Seen while building the completion index on cawiki:
Sep 5, 2025 @ 02:50:44.091cawiki New index seems too small compared to the previous index 1007609/890039 > 0.1 (old/new > threshold). Aborting. (Use --force to bypass) [...] Sep 5, 2025 @ 02:48:43.982cawiki 2025-09-05 04:48:43 Waiting to re-check counts... Sep 5, 2025 @ 02:48:43.924cawiki 2025-09-05 04:48:12 Optimizing index...ok. Sep 5, 2025 @ 02:48:12.790cawiki 2025-09-05 04:48:12 Bulk requests 298 (retried 0), 890040/890039/1/0/0 (sent/created/updated/noop/error) Sep 5, 2025 @ 02:48:12.789cawiki 2025-09-05 04:48:12 Indexing from general index done. Sep 5, 2025 @ 02:48:12.789cawiki 2025-09-05 04:48:12 Exported 681703 (781151 total hits) from the search indices and indexed 890040. Sep 5, 2025 @ 02:48:12.634cawiki 100% done... Sep 5, 2025 @ 02:48:12.478cawiki 2025-09-05 04:48:12 total hits: 703 Sep 5, 2025 @ 02:48:12.478cawiki 2025-09-05 04:48:12 Indexing 703 documents from general with batchId: 1757040156 Sep 5, 2025 @ 02:48:11.549cawiki 2025-09-05 04:48:11 Indexing from content index done. Sep 5, 2025 @ 02:47:17.545cawiki 86% done... <= stops at 86% Sep 5, 2025 @ 02:47:11.498cawiki 84% done... [...] Sep 5, 2025 @ 02:42:47.629cawiki 2% done... Sep 5, 2025 @ 02:42:38.521cawiki 2025-09-05 04:42:38 total hits: 780448 Sep 5, 2025 @ 02:42:38.521cawiki 2025-09-05 04:42:38 Indexing 780448 documents from content with batchId: 1757040156
The index hopefully failed to promote but something is clearly stopping the SearchAfter loop before it has a chance to export the 780448 docs reported by total hits.

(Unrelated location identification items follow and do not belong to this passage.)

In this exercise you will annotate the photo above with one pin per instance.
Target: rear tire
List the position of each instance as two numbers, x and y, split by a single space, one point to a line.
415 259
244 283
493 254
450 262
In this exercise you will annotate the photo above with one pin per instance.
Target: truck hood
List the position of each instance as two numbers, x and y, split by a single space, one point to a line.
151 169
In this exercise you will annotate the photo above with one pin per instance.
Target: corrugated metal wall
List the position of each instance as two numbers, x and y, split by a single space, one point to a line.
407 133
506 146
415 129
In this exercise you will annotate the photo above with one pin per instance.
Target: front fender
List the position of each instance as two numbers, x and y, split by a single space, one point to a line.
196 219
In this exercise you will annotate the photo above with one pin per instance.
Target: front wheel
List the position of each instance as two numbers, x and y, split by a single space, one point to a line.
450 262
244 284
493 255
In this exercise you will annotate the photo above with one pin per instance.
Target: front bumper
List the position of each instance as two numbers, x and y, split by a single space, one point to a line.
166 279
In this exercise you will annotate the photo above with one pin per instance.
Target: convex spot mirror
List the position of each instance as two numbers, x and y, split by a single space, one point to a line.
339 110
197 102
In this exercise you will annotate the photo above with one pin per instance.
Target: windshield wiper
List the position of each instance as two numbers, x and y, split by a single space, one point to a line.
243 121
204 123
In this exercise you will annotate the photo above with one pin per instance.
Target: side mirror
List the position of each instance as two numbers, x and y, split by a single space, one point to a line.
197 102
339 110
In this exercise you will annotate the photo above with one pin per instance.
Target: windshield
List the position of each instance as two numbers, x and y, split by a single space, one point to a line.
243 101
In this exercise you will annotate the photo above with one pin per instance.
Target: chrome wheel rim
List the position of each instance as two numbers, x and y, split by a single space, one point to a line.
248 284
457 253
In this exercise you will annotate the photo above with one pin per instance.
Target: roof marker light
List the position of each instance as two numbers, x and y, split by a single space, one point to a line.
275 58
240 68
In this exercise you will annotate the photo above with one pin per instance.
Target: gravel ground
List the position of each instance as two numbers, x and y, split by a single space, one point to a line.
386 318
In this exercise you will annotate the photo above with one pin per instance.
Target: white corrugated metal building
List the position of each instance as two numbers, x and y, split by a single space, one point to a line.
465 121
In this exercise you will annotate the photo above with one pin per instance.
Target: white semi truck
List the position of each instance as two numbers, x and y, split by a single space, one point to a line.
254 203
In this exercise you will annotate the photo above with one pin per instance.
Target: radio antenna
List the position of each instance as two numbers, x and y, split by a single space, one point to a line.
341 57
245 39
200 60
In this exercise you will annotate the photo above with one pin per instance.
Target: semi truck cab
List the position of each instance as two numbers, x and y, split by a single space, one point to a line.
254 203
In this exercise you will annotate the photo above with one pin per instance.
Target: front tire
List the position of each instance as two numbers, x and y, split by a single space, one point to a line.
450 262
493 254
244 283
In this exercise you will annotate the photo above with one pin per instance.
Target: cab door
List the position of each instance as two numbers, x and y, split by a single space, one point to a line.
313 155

We know that Elastica can be a bit lenient when it comes to error handling.
Here we may suspect \Elastica\ResultSet\DefaultBuilder that does:
$results = [];
if (!isset($data['hits']['hits'])) {
return $results;
}More broadly there might be a problem as well in the Http transport class that does not appear to fail on http error code but rather trust the presence of a json body to contain a valid opensearch response mentioning an explicit error.
We might possibly solve this issue in SearchAfter by inspecting manually the response body for the presence of some search metadata like _shards that should always be set on valid search response.
AC:
- CirrusSearch SearchAfter does not skip documents.